Uncontrolled hemorrhage within 24 hours after severe trauma is the main cause of death in trauma patients. Hemorrhagic shock may be accompanied by traumatic coagulopathy in the early stages of severe trauma. Among them, the main pathogenesis of traumatic coagulation disorder is tissue injury, hypoperfusion, inflammatory response and acute neurohumoral system activation leading to the activation of endogenous protein C, increased consumption of coagulation factor, loss of coagulation factor caused by massive bleeding, low temperature and other factors aggravate the disorder of coagulation function and cause hyperfibrinolysis. Studies have shown that the fatality rate of patients with severe traumatic coagulopathy is 4-8 times higher than that of patients without coagulopathy.
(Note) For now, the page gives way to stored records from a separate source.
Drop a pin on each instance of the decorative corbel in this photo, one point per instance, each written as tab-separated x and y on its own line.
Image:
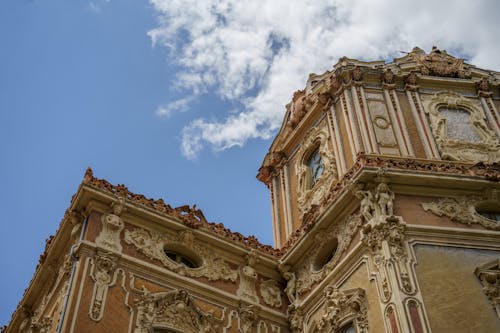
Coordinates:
248	278
103	275
112	226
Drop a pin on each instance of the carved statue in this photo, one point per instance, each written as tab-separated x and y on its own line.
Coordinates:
271	293
112	225
291	286
248	279
388	77
367	206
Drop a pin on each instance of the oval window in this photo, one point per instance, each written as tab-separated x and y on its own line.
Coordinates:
326	254
182	259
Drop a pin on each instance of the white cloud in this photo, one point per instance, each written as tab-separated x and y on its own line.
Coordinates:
96	6
258	52
180	105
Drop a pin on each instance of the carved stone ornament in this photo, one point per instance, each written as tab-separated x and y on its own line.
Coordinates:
340	234
388	79
341	308
311	194
461	210
153	246
42	325
291	286
296	319
483	88
172	310
301	103
469	139
271	293
103	275
489	275
392	232
248	279
112	226
249	315
440	63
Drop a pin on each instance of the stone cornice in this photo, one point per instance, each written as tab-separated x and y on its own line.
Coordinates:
189	216
410	72
366	168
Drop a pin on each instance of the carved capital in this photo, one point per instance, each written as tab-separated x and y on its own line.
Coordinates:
342	307
271	293
248	279
112	226
103	275
249	315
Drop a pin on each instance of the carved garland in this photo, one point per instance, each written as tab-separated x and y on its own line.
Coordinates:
342	233
153	245
487	150
489	275
461	210
308	195
172	310
342	308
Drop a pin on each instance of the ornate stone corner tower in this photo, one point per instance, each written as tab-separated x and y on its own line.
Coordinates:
384	182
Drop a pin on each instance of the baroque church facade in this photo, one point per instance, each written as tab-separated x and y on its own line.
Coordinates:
384	183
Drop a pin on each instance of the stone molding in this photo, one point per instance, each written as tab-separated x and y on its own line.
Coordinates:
247	289
192	217
152	245
271	293
248	318
104	276
112	226
487	150
172	310
489	276
461	210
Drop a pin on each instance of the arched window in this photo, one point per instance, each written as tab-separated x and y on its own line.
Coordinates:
326	254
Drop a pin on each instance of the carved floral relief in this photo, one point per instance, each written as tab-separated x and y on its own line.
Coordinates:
460	128
341	308
172	310
462	210
342	233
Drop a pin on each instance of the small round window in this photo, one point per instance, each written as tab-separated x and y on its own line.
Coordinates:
326	254
182	259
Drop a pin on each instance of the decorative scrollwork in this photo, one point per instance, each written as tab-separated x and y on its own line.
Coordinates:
152	245
174	310
461	210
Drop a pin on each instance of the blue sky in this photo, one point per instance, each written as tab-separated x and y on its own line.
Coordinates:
177	99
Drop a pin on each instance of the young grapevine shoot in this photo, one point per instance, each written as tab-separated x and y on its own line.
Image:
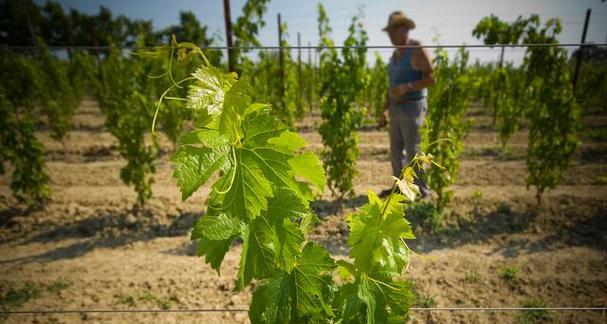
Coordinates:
264	184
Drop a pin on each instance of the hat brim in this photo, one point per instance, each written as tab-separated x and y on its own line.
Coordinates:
410	24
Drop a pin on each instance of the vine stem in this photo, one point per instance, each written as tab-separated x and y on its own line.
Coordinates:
160	101
221	192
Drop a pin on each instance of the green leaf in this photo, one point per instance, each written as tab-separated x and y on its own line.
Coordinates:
246	189
289	140
306	291
289	240
200	154
376	238
257	256
374	300
216	227
237	102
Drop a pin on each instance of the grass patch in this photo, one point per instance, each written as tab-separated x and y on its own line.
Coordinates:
509	273
16	297
601	180
595	133
58	285
471	276
533	316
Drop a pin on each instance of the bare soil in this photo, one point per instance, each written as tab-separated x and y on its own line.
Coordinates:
89	250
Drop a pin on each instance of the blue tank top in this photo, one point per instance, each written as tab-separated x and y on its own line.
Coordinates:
401	71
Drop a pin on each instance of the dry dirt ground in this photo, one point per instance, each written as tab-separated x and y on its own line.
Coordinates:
86	249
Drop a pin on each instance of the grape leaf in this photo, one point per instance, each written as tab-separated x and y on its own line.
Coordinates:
306	290
216	227
257	256
209	90
199	155
374	300
376	239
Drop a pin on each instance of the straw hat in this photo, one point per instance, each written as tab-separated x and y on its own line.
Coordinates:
397	19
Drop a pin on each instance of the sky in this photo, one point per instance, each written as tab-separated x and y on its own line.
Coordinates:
438	21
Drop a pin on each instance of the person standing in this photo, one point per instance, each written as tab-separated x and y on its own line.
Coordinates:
410	74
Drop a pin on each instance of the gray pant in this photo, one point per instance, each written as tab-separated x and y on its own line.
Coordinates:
405	122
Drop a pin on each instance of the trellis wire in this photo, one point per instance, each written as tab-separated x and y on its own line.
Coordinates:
247	48
240	310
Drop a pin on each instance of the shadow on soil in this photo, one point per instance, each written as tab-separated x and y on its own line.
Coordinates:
518	233
512	232
105	230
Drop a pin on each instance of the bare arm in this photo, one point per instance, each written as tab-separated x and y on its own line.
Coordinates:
422	62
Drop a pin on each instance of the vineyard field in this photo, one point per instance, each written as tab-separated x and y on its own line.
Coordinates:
86	250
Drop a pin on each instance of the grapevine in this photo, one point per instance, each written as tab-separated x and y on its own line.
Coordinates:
449	101
261	196
39	86
126	104
553	112
342	84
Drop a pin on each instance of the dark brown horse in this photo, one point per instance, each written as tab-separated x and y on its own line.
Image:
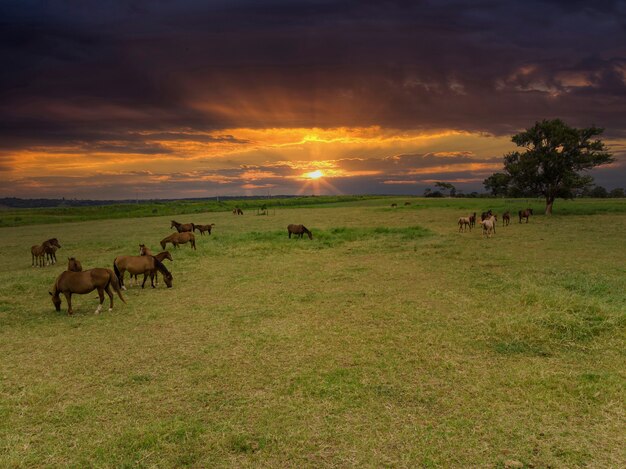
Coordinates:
182	227
81	283
52	245
144	251
203	228
506	218
38	252
525	214
135	265
472	218
74	265
179	238
299	230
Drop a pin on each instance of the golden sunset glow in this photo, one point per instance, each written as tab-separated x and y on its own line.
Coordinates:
315	174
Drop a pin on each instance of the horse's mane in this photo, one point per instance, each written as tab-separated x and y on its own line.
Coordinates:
159	265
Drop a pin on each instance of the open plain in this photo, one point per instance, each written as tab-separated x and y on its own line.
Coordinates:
389	340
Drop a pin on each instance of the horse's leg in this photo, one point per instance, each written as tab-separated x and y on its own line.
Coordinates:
68	297
110	293
101	296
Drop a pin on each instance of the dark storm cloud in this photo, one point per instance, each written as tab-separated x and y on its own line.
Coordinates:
74	69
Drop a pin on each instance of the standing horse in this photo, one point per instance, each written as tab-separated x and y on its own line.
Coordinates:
74	265
52	245
203	228
299	230
525	214
464	222
38	253
85	282
144	251
506	218
472	218
179	238
146	265
182	227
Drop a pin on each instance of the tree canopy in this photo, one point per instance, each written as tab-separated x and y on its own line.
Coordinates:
555	155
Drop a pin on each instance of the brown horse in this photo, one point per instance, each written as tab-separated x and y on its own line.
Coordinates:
182	227
298	230
179	238
506	218
85	282
146	265
464	223
74	265
38	253
203	228
525	214
472	218
144	251
52	245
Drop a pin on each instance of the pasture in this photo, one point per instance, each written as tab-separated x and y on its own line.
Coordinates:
388	340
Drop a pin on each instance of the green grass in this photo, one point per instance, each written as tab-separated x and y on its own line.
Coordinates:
389	340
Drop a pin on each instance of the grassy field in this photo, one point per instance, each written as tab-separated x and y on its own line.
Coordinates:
389	340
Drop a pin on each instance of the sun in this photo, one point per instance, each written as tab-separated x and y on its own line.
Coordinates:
314	174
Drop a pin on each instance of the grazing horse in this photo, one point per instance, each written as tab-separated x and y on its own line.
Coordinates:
74	265
472	218
525	214
182	227
203	228
299	230
85	282
489	226
179	238
146	265
52	245
38	253
506	218
144	251
464	222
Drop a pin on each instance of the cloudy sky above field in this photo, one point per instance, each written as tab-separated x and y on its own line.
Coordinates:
115	99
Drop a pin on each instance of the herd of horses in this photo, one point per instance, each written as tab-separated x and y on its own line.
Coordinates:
488	221
75	280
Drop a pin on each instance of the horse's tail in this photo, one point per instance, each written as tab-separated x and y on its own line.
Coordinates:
115	282
118	274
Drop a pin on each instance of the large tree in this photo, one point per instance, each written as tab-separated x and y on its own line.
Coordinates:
555	155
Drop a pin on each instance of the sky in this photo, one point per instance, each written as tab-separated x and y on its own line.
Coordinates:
167	99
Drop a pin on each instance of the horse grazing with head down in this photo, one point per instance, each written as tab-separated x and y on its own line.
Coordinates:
135	265
203	228
179	238
506	218
525	214
81	283
299	230
182	227
464	223
74	265
144	251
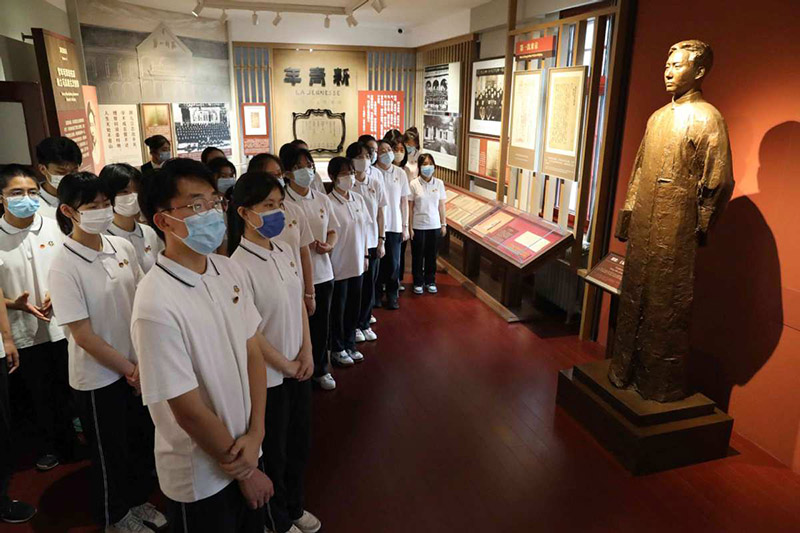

Active and effective injury-controlled resuscitation and surgical treatment, target-oriented supplementation of coagulation substrate and correction of coagulation function are the main measures for high-quality treatment of patients with severe trauma. Therefore, early improvement of coagulation function is the key to improve the comprehensive treatment level of patients with severe trauma. At present, four-factor prothrombin complex (4F-PCC) is a compound preparation containing coagulation factors Ⅱ, VII, IX and X separated from fresh plasma of healthy people. It is used in clinical treatment of patients with coagulation factor deficiency or bleeding complicated by taking anticoagulant drugs to achieve rapid hemostasis effect. However, large-scale, long-term observation of the efficacy and safety of the early application of cluster infusion of 4F-PCC in traumatic massive hemorrhage, correction of cocoagulation dysfunction, and improvement of clinical prognosis has not been proven. This study intends to conduct a clinical intervention study on early bunching and sufficient use of 4F-PCC in patients with severe traumatic massive hemorrhage, and evaluate its efficacy in early use of severe traumatic massive hemorrhage through a randomized controlled and open-label clinical study of multi-center, bunching use of PCC in patients with severe traumatic massive hemorrhage.